One day there was a knock on the door.  It was the Gestapo.  They had heard that the Schonwetter's were hiding out in this house.  Of course the whole Dziedzic family denied this allegation.  The Gestapo's answer was quite clear, "You know the consequences of lying, if you are lying you will be as dead as them." 
They then proceed to search the house.  They started by looking through all the rooms, every hole in the wall, the barn, and then they came to the attic.  Sarah had heard the commotion below and quickly took the children and burrowed themselves deep in the hay.  She covered each child's mouth with her hand, and then just waited.

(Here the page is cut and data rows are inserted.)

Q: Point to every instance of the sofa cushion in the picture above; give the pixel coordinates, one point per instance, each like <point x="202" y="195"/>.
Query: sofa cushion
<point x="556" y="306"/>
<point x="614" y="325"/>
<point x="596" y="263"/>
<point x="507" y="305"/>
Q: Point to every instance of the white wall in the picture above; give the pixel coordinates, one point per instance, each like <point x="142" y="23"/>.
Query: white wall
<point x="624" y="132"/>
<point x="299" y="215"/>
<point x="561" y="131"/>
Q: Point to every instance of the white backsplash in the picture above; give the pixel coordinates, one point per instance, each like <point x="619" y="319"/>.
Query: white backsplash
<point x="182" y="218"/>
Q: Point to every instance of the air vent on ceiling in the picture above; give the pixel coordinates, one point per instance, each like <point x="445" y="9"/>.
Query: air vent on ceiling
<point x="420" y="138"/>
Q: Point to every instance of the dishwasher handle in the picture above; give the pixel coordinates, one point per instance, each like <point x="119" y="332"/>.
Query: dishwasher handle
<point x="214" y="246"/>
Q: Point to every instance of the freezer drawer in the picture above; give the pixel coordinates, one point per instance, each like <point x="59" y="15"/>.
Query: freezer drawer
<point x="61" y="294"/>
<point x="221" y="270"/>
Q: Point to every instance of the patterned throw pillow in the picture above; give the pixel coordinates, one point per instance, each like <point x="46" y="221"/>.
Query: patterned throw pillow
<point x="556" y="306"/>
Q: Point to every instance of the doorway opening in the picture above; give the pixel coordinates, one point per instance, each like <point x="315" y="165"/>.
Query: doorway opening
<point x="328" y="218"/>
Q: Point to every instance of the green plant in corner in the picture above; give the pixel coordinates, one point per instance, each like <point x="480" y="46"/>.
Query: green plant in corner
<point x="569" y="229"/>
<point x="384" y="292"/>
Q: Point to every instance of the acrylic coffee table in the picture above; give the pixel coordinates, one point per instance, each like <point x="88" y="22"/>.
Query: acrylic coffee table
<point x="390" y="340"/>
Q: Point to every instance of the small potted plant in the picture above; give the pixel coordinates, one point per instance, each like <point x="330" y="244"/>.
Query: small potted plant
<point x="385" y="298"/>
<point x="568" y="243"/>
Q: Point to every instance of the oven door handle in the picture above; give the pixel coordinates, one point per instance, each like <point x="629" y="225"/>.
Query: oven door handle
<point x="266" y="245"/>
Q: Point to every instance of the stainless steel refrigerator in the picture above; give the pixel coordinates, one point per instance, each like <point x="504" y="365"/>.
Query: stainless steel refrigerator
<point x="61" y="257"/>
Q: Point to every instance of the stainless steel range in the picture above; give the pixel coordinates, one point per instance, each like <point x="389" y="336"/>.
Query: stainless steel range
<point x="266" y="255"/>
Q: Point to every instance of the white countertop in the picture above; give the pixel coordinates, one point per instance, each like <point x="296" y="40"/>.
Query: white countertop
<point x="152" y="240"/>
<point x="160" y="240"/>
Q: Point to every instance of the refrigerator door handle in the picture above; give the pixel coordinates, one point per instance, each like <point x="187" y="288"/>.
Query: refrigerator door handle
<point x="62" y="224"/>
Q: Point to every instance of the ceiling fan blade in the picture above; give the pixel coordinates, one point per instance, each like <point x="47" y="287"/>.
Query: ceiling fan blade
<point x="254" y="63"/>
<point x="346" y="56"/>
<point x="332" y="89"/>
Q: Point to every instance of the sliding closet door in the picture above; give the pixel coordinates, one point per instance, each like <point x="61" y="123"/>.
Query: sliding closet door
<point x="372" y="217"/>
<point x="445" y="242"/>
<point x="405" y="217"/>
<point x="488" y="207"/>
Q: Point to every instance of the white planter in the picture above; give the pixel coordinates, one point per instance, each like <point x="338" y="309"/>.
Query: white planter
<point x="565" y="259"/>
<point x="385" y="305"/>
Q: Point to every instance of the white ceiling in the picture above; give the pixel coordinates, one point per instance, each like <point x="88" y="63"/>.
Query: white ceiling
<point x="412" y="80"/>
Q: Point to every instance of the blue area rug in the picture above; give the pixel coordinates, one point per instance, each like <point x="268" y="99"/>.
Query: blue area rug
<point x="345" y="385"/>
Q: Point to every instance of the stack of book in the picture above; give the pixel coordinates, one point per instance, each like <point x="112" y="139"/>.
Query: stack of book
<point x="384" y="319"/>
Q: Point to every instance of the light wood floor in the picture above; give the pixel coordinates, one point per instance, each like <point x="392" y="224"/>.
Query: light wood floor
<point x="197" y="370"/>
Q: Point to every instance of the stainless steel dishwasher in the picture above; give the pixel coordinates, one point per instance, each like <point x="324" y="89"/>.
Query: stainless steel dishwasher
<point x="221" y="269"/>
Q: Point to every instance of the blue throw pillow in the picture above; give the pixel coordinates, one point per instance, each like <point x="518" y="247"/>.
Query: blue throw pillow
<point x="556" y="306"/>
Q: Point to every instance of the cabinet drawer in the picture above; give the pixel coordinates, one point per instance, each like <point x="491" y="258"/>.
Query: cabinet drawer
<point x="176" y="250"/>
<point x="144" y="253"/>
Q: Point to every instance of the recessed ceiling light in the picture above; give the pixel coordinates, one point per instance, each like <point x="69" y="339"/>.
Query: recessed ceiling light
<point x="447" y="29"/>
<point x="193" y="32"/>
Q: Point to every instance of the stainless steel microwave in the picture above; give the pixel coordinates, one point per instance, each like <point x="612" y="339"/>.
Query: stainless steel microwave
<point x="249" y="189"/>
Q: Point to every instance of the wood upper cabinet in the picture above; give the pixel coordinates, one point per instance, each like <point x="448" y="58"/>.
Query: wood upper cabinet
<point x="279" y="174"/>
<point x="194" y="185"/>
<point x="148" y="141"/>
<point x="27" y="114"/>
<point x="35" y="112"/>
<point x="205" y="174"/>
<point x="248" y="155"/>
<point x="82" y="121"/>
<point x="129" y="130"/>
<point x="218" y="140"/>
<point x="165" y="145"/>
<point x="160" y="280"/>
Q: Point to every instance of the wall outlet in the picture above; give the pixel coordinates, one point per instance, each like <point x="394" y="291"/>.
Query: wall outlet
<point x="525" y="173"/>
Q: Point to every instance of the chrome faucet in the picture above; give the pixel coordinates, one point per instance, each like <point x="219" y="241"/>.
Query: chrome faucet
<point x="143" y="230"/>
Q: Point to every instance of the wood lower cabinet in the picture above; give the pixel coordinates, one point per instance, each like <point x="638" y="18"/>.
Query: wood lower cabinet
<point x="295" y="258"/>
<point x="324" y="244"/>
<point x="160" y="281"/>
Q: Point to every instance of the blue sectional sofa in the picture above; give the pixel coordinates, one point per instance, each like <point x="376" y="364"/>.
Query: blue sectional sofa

She heard the German soldier climb up the ladder and enter the attic.  At first it sounded as if he  was just looking around, and then Sarah heard the noise.  He had grabbed a pitchfork and was jabbing it violently into the hay.  Sarah held the children closer and tightened her grip on their mouths.  One of the stabs just barely missed their bodies, it was so close they could feel the sharp, pointed ends of the tool that had turned into a deadly weapon.  But once again, luck would win out, and the German, satisfied that there was no living being in the hay, retreated back down the way he came.   
We visited Poland for the first time in the early 1990's.  It was my father's first time back to his home country that he had left over 50 years earlier.  We met Zosia Dziedzic, the daughter of the family that had hid Sarah and the children all those years ago.  Zosia recounted this story to my sister and I that day and took us to her family home.  My sister and I climbed up that same ladder and looked into the "shelter" that housed our family.  It was a humbling experience to not only put an image to the story I had heard so many times, but more importantly, to meet a member of the family that over the next two years would play such a key part in the survival of our father, grandmother and aunt.